Just to be clear, what is your definition of a digital or analog circuit?

Your argument about a black box is not relevant, because I am looking inside the circuit. However, what I'm looking for is the signal type, not the type of elements, or circuit design. If I am looking inside a DRAM cell, and the signal there appears digital, from my perspective, then the DRAM cell is a digital circuit to me. Because, from my perspective, DRAM cell takes a digital signal as input, stores a digital signal, and outputs a digital signal. If you can show to me that a signal inside a DRAM becomes analog, then I will immediately agree that a DRAM cell is not a pure digital circuit. What's relevant here is, again, the nature of the signal, not the design of a circuit. Do you see my point?


RE: Digital?
By LRonaldHubbs on 8/8/2013 11:26:14 AM , Rating: 2
quote:
I've never called this circuit "digital".

You did implicity by disgreeing with the assertion that it is not digital.

quote:
My point is that it does not make sense to call any circuit "digital", "analog", or "mixed signal" until you know what kind of signal flows through the circuit.

But we do know this information because the schematic was given to us. The inputs are voltage and current sources, not digital signals.

quote:
That's why I disagreed with your original statement that this circuit can't be digital just because it has a capacitor.

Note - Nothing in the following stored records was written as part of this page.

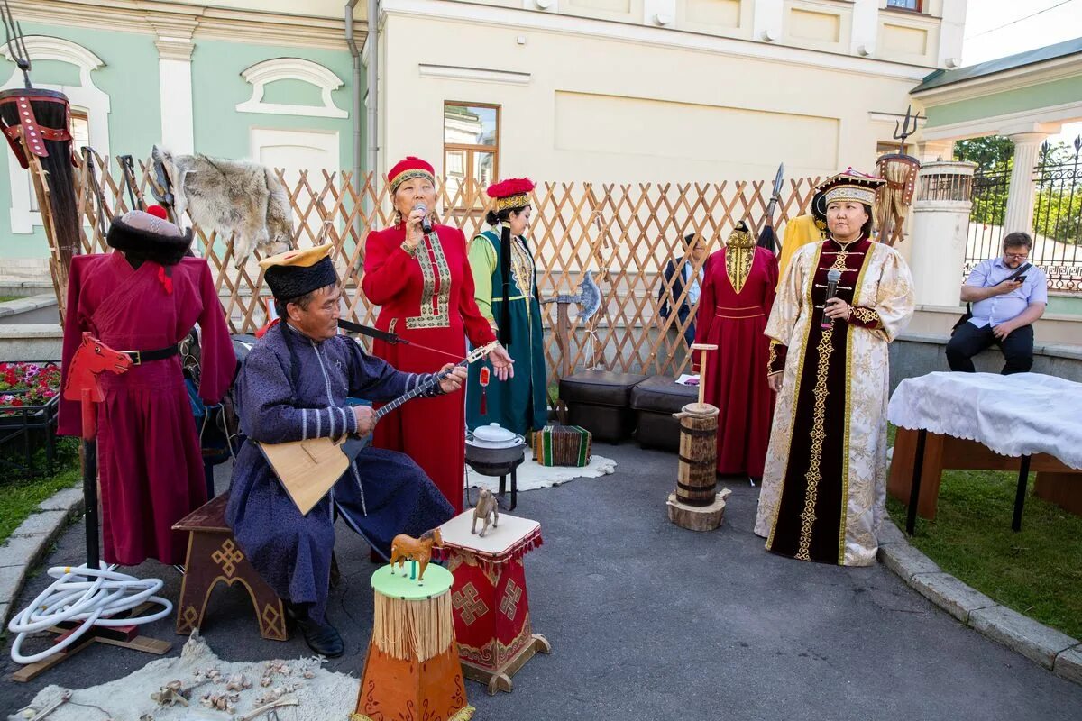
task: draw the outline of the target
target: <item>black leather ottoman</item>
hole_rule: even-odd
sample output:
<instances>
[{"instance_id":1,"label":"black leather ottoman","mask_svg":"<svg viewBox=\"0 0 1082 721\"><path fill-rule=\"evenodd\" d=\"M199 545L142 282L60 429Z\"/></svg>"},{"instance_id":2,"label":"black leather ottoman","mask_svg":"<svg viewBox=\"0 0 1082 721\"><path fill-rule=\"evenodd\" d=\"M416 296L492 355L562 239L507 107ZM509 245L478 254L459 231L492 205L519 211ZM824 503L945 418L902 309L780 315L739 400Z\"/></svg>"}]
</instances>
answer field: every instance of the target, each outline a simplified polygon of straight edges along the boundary
<instances>
[{"instance_id":1,"label":"black leather ottoman","mask_svg":"<svg viewBox=\"0 0 1082 721\"><path fill-rule=\"evenodd\" d=\"M699 400L698 386L682 386L668 375L651 375L631 391L631 408L638 414L635 438L642 448L679 451L679 413Z\"/></svg>"},{"instance_id":2,"label":"black leather ottoman","mask_svg":"<svg viewBox=\"0 0 1082 721\"><path fill-rule=\"evenodd\" d=\"M559 397L567 403L568 423L582 426L598 441L619 443L635 430L631 389L646 380L637 373L582 371L559 379Z\"/></svg>"}]
</instances>

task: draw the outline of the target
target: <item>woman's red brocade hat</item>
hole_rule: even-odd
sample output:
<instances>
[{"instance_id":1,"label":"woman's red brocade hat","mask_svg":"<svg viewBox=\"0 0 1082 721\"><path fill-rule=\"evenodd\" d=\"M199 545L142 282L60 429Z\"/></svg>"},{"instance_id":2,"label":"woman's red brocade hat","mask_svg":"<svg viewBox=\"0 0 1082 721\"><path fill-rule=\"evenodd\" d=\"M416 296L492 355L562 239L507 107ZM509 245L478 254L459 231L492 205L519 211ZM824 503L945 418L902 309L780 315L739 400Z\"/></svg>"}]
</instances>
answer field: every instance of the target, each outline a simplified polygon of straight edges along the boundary
<instances>
[{"instance_id":1,"label":"woman's red brocade hat","mask_svg":"<svg viewBox=\"0 0 1082 721\"><path fill-rule=\"evenodd\" d=\"M426 161L413 156L406 156L406 158L395 163L395 166L387 173L387 181L391 183L391 195L395 193L399 185L415 177L423 177L430 183L435 184L436 171Z\"/></svg>"},{"instance_id":2,"label":"woman's red brocade hat","mask_svg":"<svg viewBox=\"0 0 1082 721\"><path fill-rule=\"evenodd\" d=\"M533 181L528 177L511 177L488 186L488 197L496 203L496 212L507 209L516 210L530 204L530 191Z\"/></svg>"}]
</instances>

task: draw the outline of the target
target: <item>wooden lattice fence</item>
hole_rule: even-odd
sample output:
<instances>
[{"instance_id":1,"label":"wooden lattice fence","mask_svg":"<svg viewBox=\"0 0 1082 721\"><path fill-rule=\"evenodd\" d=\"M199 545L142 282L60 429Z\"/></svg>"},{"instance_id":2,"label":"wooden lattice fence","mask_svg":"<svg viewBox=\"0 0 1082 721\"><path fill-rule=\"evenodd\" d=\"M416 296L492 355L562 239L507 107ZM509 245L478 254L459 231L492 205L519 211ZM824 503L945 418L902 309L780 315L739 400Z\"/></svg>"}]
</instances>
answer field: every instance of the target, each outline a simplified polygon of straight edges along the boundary
<instances>
[{"instance_id":1,"label":"wooden lattice fence","mask_svg":"<svg viewBox=\"0 0 1082 721\"><path fill-rule=\"evenodd\" d=\"M106 217L129 210L131 201L119 164L95 157L94 165ZM137 163L137 186L148 202L154 202L149 170L149 163ZM326 232L326 240L334 243L334 263L344 281L344 317L373 323L379 308L360 291L360 278L369 229L387 227L394 221L386 179L369 174L355 185L349 173L302 172L291 178L280 170L277 173L293 210L294 244L311 245ZM817 182L802 177L787 183L776 227L781 229L786 219L806 211ZM107 249L91 187L83 168L79 188L83 251L103 252ZM466 238L486 228L487 198L480 187L437 183L437 196L443 221L461 228ZM675 313L662 319L658 312L664 265L683 255L683 237L692 230L702 235L710 252L724 244L740 219L757 232L768 200L766 182L540 183L533 191L529 236L541 297L573 293L586 270L594 271L603 297L601 311L590 321L580 322L571 313L569 366L668 375L687 371L684 329ZM198 227L195 236L197 252L213 270L230 328L237 333L254 332L266 321L263 298L269 297L258 265L259 251L236 267L232 238ZM665 289L667 294L670 291ZM552 333L556 305L543 308L545 356L556 376L562 365L562 351Z\"/></svg>"}]
</instances>

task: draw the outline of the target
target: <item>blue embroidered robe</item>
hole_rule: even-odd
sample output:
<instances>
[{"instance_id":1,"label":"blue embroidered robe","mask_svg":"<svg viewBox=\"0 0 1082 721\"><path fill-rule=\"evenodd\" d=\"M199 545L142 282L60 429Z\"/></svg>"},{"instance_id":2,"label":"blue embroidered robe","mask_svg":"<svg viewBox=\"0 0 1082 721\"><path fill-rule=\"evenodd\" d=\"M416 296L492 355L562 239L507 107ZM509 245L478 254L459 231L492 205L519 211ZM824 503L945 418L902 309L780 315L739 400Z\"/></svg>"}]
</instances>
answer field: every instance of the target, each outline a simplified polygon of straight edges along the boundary
<instances>
[{"instance_id":1,"label":"blue embroidered robe","mask_svg":"<svg viewBox=\"0 0 1082 721\"><path fill-rule=\"evenodd\" d=\"M295 389L286 333L300 361ZM397 534L418 536L451 518L453 509L408 456L369 446L302 516L255 441L285 443L354 432L357 422L346 397L391 400L428 377L396 371L344 335L317 343L285 323L268 332L245 360L237 404L248 442L233 466L226 521L263 579L280 598L307 604L315 620L324 618L327 606L337 515L387 558Z\"/></svg>"}]
</instances>

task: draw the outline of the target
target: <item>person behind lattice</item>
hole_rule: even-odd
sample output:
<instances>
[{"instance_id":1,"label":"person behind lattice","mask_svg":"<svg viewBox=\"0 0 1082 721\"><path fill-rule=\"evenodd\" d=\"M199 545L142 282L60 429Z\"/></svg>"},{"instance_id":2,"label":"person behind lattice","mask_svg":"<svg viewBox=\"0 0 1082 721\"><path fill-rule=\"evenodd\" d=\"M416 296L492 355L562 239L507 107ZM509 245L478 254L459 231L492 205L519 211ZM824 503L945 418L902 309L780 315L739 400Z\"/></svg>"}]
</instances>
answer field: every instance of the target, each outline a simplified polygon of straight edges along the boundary
<instances>
[{"instance_id":1,"label":"person behind lattice","mask_svg":"<svg viewBox=\"0 0 1082 721\"><path fill-rule=\"evenodd\" d=\"M675 309L674 328L678 329L679 325L687 323L687 328L684 329L684 342L690 347L695 343L695 317L692 313L699 303L699 293L702 289L707 241L698 232L689 232L684 236L682 248L684 254L676 258L670 258L665 264L661 288L658 290L658 302L661 304L658 315L668 320Z\"/></svg>"},{"instance_id":2,"label":"person behind lattice","mask_svg":"<svg viewBox=\"0 0 1082 721\"><path fill-rule=\"evenodd\" d=\"M547 423L544 330L538 296L537 265L526 232L530 226L529 178L510 178L489 186L490 229L470 243L474 298L500 343L515 362L505 380L483 385L483 368L470 366L466 385L466 425L497 423L526 436Z\"/></svg>"}]
</instances>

That wasn't the only reason that I gave in my original statement. The circuit also contains current mirrors, which are classic analog structures.

quote:
Your argument about a black box is not relevant, because I am looking inside the circuit.

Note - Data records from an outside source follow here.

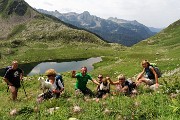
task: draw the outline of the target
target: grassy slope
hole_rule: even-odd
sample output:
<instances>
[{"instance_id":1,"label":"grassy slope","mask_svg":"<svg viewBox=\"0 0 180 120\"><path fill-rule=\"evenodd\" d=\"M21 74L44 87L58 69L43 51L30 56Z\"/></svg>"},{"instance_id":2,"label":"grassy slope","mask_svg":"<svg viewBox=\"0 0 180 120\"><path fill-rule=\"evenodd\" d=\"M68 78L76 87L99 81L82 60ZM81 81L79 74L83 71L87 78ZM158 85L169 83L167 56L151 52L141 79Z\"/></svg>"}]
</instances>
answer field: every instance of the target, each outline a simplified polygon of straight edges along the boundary
<instances>
[{"instance_id":1,"label":"grassy slope","mask_svg":"<svg viewBox=\"0 0 180 120\"><path fill-rule=\"evenodd\" d=\"M44 26L44 24L46 26ZM36 26L36 27L34 27ZM58 26L58 27L57 27ZM59 27L61 26L61 27ZM42 21L41 19L25 24L21 32L14 34L9 40L1 42L1 66L8 65L13 59L21 64L40 62L45 60L59 60L89 58L93 56L104 56L103 61L95 64L95 70L91 72L96 78L99 73L111 76L116 79L120 73L127 77L133 77L141 71L140 61L148 59L156 62L162 71L173 70L178 66L179 61L179 21L158 35L143 41L132 48L125 48L120 45L109 45L87 32L73 31L60 23ZM56 30L59 32L56 33ZM50 29L46 31L46 29ZM67 31L61 33L62 29ZM43 31L42 31L43 30ZM28 31L28 32L27 32ZM49 35L48 33L51 32ZM64 36L61 38L61 36ZM82 42L89 40L89 42ZM72 40L74 42L69 42ZM95 40L95 41L94 41ZM173 44L172 44L173 43ZM157 53L158 52L158 53ZM53 55L52 55L53 53ZM23 68L25 69L25 68ZM139 88L140 94L134 98L110 96L100 103L95 101L84 101L80 96L74 97L75 79L70 78L70 73L63 73L66 92L62 98L49 100L40 104L40 112L32 112L36 104L36 97L39 90L38 76L26 77L25 88L28 98L25 98L23 90L19 91L19 101L11 102L9 93L6 93L5 83L0 83L0 119L68 119L76 117L79 119L179 119L180 102L178 95L170 98L170 93L175 93L180 88L179 74L160 79L165 88L160 92L150 92ZM165 83L168 82L166 85ZM88 84L92 90L95 85ZM113 90L114 87L112 87ZM169 91L166 91L167 88ZM68 99L68 101L67 101ZM107 106L104 107L104 104ZM79 114L72 112L72 107L79 105L83 111ZM46 111L51 107L60 107L53 115ZM17 116L9 116L9 111L17 108L21 113ZM104 114L105 108L112 112Z\"/></svg>"}]
</instances>

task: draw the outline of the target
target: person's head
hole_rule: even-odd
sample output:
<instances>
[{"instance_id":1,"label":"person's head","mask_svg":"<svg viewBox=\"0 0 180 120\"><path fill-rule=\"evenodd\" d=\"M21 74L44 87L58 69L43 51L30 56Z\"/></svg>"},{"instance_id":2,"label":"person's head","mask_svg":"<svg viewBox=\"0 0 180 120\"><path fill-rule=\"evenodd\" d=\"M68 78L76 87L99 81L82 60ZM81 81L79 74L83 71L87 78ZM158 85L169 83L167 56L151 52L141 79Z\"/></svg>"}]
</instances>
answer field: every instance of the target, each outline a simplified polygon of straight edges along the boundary
<instances>
[{"instance_id":1,"label":"person's head","mask_svg":"<svg viewBox=\"0 0 180 120\"><path fill-rule=\"evenodd\" d=\"M98 80L99 80L99 81L102 81L102 79L103 79L103 75L102 75L102 74L99 74L99 75L98 75Z\"/></svg>"},{"instance_id":2,"label":"person's head","mask_svg":"<svg viewBox=\"0 0 180 120\"><path fill-rule=\"evenodd\" d=\"M141 65L142 65L143 68L147 68L150 65L150 63L148 62L148 60L143 60L141 62Z\"/></svg>"},{"instance_id":3,"label":"person's head","mask_svg":"<svg viewBox=\"0 0 180 120\"><path fill-rule=\"evenodd\" d=\"M107 78L104 78L104 79L102 80L102 82L103 82L104 85L107 85L107 84L108 84L108 79L107 79Z\"/></svg>"},{"instance_id":4,"label":"person's head","mask_svg":"<svg viewBox=\"0 0 180 120\"><path fill-rule=\"evenodd\" d=\"M86 75L86 73L87 73L87 67L82 67L82 68L81 68L81 73L82 73L83 76Z\"/></svg>"},{"instance_id":5,"label":"person's head","mask_svg":"<svg viewBox=\"0 0 180 120\"><path fill-rule=\"evenodd\" d=\"M18 62L17 61L12 61L12 69L17 69L18 68Z\"/></svg>"},{"instance_id":6,"label":"person's head","mask_svg":"<svg viewBox=\"0 0 180 120\"><path fill-rule=\"evenodd\" d=\"M48 77L48 78L51 78L51 77L53 77L53 78L55 78L56 77L56 71L54 70L54 69L48 69L48 70L46 70L46 72L45 72L45 75Z\"/></svg>"},{"instance_id":7,"label":"person's head","mask_svg":"<svg viewBox=\"0 0 180 120\"><path fill-rule=\"evenodd\" d=\"M119 80L120 83L124 83L124 82L125 82L125 79L126 79L126 78L125 78L125 76L124 76L123 74L121 74L121 75L118 76L118 80Z\"/></svg>"}]
</instances>

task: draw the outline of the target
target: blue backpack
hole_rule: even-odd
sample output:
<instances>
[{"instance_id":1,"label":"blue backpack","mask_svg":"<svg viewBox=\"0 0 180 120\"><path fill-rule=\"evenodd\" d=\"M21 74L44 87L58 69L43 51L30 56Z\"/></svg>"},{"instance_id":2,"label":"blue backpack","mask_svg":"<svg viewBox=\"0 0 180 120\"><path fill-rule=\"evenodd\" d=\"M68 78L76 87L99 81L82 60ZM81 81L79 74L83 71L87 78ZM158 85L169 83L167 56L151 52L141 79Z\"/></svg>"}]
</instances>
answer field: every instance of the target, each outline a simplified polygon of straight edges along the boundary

It's not irrelevant. You said that to determine if this circuit is digital we should consider the input and output signal types and look at how upstream and downstream circuits see this circuit. That by definition is the black-box approach.

quote:
"If I am looking inside a DRAM cell, and the signal there appears digital, from my perspective, then the DRAM cell is a digital circuit to me."

The DRAM cell node leaks over time, and if it is not refreshed it will become indeterminate. That makes it analog, not digital. The DRAM cell's state is "read" by another analog circuit called a sense amplifier. The read data output from the sense amp the absolute lowest level of a DRAM which can be considered digital from an system I/O perspective.

quote:
What's relevant here is, again, the nature of the signal, not the design of a circuit.

Like I've said repeatedly, if you want to take the system POV and look only at I/O signals then this is true. If, on the other hand, you're looking inside the black box and taking the circuit designer POV, then the internal nodes of the circuit are relevant.

quote:
Do you see my point?

I see your point when taking the system POV, but I clearly communicated that because a schematic is given, the caption for that schematic should take the circuit designer POV. I don't understand why you're continuing to push the system POV while ignoring the context of both my posts and the image in question.

quote:
Just to be clear, what is your definition of a digital or analog circuit?

From a system POV, treating all circuits as black boxes:
digital circuit -- digital inputs and ouputs
analog circuit -- analog inputs and outputs
mixed signal -- some combination of the two

From what I can tell, ^that^ is exactly your defintion.

From a circuit designer perspective, looking at the contents of the box:
digital circuit -- all internal nodes can be represented by Boolean expressions
analog circuit -- no nodes have Boolean expressions
mixed-signal -- anything in between the two

My point from the very beginning has been that because we were presented the circuit a standalone unit and given an image of its exact contents, the caption for that image must assume the circuit designer's perspective.